Elita Chikwati Senior Agriculture Reporter
Dipping chemicals for six months have been stocked by the Department of Veterinary Services following adequate financing from Government and its partners.
This will result in a decline in the number of cattle that succumb to tick-borne diseases especially theileriosis also known as January disease.
Theileriosis, is a tick-borne disease that is transmitted by the brown ear tick. The disease occurs from December to March with the peak in January hence the name January disease.
The efficient and cheapest way of dealing with the disease is through the control of ticks by dipping.
January disease is a notifiable disease in Zimbabwe and when suspected farmers are compelled by the law to report to the Department of Veterinary Services.

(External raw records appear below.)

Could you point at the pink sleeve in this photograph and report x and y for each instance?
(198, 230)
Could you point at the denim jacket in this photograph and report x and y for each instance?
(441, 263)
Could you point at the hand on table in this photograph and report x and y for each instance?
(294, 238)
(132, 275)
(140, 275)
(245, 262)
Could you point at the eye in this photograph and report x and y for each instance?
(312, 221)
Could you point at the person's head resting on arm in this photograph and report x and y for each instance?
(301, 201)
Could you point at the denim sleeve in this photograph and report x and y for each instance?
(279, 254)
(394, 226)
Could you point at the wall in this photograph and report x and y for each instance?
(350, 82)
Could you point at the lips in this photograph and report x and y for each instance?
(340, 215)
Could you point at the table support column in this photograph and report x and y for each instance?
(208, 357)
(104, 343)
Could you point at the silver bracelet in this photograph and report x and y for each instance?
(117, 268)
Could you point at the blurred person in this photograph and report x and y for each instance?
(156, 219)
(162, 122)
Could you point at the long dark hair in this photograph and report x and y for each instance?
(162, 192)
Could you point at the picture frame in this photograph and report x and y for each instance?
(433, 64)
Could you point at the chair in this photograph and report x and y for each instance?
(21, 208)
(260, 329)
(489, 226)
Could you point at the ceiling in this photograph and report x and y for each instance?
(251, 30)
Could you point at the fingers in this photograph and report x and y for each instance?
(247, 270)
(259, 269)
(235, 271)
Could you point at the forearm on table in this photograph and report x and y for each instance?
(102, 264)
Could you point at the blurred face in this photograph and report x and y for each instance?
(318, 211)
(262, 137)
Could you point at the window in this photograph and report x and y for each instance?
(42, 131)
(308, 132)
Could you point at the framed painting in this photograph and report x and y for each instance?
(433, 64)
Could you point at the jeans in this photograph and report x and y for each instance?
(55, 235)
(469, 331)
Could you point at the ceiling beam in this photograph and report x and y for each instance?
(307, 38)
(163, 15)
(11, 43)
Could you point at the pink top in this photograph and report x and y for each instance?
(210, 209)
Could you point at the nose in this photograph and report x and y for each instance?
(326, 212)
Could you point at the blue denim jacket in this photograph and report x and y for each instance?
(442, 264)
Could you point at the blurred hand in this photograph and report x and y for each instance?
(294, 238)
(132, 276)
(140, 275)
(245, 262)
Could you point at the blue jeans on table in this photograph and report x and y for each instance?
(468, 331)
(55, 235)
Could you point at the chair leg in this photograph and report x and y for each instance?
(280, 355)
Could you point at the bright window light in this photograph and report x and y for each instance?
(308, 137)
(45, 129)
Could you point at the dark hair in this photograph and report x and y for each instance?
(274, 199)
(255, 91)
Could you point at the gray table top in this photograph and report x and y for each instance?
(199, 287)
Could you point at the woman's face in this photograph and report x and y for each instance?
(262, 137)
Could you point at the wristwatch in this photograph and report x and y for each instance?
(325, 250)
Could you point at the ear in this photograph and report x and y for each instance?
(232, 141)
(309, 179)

The department received more than $21 million from Treasury and US$2,3 million from developmental partners: the United Nations Development Programme(UNDP), Food and Agriculture Organisation (FAO) and several chemical manufacturers.

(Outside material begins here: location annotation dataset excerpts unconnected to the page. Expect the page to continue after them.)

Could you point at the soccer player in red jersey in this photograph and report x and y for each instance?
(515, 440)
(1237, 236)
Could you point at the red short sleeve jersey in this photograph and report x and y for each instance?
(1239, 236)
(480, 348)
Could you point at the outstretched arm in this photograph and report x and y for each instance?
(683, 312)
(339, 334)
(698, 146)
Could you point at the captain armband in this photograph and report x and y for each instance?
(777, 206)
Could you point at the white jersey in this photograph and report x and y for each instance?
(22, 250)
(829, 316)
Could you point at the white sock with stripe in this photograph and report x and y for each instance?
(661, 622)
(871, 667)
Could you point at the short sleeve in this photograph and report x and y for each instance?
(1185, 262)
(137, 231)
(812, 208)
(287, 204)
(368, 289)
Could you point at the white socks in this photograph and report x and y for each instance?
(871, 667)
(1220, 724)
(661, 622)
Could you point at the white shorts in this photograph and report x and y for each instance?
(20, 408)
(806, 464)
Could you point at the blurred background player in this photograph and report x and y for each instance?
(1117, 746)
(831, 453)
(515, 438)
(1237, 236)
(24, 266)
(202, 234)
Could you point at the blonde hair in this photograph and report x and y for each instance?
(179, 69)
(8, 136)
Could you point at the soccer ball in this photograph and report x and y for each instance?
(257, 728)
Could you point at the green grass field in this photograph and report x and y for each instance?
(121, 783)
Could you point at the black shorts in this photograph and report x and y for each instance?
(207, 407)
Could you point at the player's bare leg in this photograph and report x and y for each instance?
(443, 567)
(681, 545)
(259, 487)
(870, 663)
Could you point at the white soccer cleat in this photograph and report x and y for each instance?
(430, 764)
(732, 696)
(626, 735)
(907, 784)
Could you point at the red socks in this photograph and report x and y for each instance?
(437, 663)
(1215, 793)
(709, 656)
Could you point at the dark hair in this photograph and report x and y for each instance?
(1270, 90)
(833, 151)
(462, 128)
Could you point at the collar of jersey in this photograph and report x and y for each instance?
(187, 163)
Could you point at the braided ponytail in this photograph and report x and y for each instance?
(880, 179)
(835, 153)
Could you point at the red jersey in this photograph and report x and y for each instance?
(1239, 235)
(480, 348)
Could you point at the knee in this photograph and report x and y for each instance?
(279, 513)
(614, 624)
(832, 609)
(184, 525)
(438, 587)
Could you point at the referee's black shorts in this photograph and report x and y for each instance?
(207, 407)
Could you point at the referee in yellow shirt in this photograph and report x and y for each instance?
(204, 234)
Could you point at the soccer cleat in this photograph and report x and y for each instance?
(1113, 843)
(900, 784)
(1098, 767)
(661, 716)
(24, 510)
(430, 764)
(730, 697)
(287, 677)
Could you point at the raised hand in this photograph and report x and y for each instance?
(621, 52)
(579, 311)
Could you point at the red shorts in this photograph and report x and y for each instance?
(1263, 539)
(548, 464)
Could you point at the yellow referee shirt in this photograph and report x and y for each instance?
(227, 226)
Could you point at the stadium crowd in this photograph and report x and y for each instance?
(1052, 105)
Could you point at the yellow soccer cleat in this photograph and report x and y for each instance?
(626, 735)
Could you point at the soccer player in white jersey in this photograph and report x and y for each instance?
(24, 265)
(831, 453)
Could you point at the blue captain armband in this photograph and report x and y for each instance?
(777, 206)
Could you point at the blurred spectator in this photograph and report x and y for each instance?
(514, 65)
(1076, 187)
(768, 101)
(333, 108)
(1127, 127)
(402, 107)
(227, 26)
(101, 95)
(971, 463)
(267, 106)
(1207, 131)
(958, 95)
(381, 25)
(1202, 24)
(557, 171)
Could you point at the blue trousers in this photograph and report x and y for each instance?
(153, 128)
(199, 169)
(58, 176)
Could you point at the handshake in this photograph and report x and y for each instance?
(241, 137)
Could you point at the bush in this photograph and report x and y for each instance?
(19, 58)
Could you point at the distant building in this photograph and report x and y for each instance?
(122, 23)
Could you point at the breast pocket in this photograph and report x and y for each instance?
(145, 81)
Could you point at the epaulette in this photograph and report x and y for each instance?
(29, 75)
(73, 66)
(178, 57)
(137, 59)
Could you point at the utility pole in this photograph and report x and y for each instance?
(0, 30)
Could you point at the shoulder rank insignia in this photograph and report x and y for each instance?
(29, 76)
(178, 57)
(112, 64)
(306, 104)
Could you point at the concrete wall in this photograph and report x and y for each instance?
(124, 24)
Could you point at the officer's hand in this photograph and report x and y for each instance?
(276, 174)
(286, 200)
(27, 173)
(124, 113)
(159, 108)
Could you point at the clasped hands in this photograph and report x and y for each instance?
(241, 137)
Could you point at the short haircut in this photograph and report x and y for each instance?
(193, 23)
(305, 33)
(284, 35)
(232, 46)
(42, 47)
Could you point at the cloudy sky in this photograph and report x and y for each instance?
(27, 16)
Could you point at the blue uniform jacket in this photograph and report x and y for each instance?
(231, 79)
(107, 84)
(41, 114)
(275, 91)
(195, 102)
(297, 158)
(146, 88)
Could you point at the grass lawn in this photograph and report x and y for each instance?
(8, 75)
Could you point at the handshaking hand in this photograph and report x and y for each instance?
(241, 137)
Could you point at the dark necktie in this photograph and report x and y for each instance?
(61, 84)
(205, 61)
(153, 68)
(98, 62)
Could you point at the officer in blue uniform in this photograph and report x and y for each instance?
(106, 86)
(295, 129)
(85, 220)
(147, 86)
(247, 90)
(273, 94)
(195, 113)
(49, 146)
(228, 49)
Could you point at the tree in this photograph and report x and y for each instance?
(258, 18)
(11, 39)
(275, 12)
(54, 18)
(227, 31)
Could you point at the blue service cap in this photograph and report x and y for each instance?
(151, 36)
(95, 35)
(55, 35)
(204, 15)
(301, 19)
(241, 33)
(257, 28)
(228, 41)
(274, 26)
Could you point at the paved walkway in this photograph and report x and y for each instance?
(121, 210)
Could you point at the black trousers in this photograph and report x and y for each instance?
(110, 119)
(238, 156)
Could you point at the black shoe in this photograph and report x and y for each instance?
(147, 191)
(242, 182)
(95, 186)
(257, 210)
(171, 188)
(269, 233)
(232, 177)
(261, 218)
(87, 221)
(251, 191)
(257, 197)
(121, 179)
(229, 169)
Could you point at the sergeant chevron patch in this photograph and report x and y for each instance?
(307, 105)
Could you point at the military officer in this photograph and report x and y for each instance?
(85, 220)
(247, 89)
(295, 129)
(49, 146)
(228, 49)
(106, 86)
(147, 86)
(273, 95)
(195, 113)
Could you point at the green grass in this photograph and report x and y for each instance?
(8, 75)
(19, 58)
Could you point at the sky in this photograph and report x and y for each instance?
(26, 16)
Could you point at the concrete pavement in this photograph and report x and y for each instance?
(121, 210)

From the US$2,3 million, the department bought chemicals for 1 886 dip tanks out of a total 4 000.
The chemicals have been distributed to 30 districts where the development partners have running pilot projects.

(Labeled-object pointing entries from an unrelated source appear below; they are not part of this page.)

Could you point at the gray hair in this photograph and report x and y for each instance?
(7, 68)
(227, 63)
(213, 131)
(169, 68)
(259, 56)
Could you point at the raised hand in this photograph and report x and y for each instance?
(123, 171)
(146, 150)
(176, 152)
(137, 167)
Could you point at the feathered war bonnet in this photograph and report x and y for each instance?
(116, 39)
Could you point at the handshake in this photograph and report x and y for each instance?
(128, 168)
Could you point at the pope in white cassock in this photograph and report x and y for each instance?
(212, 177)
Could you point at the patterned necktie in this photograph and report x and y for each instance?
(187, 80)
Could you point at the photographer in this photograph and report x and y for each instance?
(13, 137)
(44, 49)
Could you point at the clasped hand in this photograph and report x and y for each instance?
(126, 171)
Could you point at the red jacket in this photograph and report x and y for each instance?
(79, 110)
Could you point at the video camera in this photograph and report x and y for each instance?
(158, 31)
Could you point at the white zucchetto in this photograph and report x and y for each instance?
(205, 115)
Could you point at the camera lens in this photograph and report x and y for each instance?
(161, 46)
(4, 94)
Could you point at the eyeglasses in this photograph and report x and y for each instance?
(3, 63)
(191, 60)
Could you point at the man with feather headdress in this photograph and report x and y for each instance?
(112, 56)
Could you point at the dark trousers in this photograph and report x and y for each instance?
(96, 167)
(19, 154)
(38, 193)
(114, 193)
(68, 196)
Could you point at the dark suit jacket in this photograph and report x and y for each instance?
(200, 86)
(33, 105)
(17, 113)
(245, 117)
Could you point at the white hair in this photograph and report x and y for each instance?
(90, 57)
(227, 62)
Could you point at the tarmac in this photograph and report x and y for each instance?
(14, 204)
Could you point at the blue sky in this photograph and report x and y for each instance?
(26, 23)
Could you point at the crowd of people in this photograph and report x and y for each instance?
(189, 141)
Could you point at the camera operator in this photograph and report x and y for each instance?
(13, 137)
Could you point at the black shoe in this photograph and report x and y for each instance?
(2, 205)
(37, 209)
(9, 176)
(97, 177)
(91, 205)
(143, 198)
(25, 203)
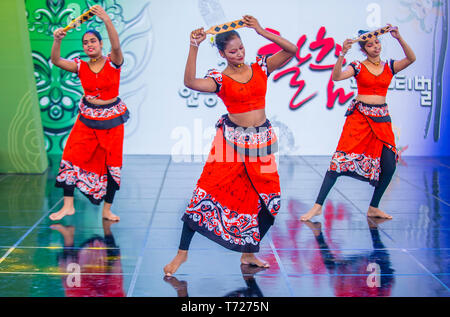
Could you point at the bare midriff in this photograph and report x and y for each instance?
(371, 99)
(100, 102)
(248, 119)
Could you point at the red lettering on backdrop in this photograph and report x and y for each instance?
(326, 45)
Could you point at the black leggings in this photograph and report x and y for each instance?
(387, 163)
(265, 220)
(110, 190)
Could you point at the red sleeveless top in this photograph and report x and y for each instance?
(243, 97)
(368, 83)
(104, 84)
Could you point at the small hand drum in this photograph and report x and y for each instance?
(370, 35)
(81, 19)
(225, 27)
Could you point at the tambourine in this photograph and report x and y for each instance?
(221, 28)
(81, 19)
(369, 35)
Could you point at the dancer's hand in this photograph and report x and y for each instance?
(394, 32)
(197, 36)
(346, 46)
(59, 34)
(252, 22)
(100, 12)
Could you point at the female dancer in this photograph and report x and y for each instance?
(238, 193)
(92, 157)
(366, 148)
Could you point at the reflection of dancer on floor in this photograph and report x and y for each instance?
(350, 274)
(238, 193)
(248, 273)
(366, 148)
(92, 158)
(98, 262)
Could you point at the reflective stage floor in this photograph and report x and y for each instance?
(340, 253)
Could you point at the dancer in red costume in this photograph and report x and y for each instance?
(238, 193)
(366, 148)
(92, 158)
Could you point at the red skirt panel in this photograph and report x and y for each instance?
(233, 190)
(366, 130)
(88, 156)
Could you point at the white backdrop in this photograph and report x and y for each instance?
(167, 118)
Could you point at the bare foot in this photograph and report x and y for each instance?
(314, 211)
(66, 210)
(316, 227)
(377, 213)
(179, 286)
(67, 232)
(107, 214)
(173, 266)
(251, 259)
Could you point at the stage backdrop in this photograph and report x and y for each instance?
(302, 102)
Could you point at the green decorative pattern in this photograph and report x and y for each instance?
(22, 144)
(59, 91)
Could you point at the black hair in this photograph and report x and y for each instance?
(96, 33)
(362, 44)
(222, 39)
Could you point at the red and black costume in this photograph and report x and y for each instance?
(366, 148)
(238, 193)
(92, 157)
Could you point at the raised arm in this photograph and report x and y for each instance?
(116, 52)
(410, 57)
(55, 56)
(278, 59)
(190, 80)
(337, 73)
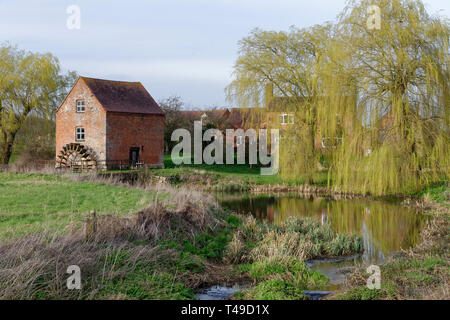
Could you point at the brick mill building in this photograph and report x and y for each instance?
(108, 124)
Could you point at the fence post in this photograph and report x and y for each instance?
(91, 225)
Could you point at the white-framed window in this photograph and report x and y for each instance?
(79, 134)
(286, 118)
(81, 106)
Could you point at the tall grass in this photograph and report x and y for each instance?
(123, 259)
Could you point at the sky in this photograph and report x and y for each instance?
(174, 47)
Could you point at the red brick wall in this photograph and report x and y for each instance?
(125, 130)
(93, 120)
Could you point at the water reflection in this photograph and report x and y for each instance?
(386, 227)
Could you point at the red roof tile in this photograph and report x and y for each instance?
(121, 96)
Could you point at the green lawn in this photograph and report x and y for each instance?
(35, 202)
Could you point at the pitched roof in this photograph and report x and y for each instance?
(121, 96)
(219, 114)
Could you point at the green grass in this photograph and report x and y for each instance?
(234, 177)
(439, 192)
(35, 202)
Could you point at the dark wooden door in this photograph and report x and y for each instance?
(134, 156)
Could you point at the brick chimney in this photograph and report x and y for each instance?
(268, 94)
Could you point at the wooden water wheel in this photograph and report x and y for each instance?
(76, 156)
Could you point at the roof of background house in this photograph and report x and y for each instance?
(281, 104)
(197, 114)
(122, 96)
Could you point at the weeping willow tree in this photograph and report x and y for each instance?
(31, 84)
(378, 97)
(285, 62)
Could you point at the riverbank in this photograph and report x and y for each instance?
(179, 242)
(419, 273)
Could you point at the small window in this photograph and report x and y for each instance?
(80, 106)
(79, 134)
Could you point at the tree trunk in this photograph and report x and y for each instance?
(6, 148)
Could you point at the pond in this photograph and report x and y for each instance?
(386, 226)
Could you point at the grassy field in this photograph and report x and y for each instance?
(37, 202)
(225, 177)
(165, 251)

Chief veterinary director Dr Josphat Nyika yesterday confirmed the development.
“The dipping chemicals we have mobilised will take us for six months and this is a shot in the arm,” he said.
“There are 3 840 dip tanks under the national dipping programme. The gesture by the development partners leaves the DVS with about 2 000 dip tanks to provide dipping chemicals for the next six months.
“This will go a long way in alleviating the dipping chemical shortages that have caused massive cattle deaths due to tick borne diseases.
“Last year, the country lost more than 50 000 cattle to tick-borne diseases and this year we are more prepared to fight the diseases.
“We hope if we continue getting this level of support we will be able to control January disease.”
Dr Nyika said Veterinary Department staff were on the ground educating farmers on the importance of dipping their cattle.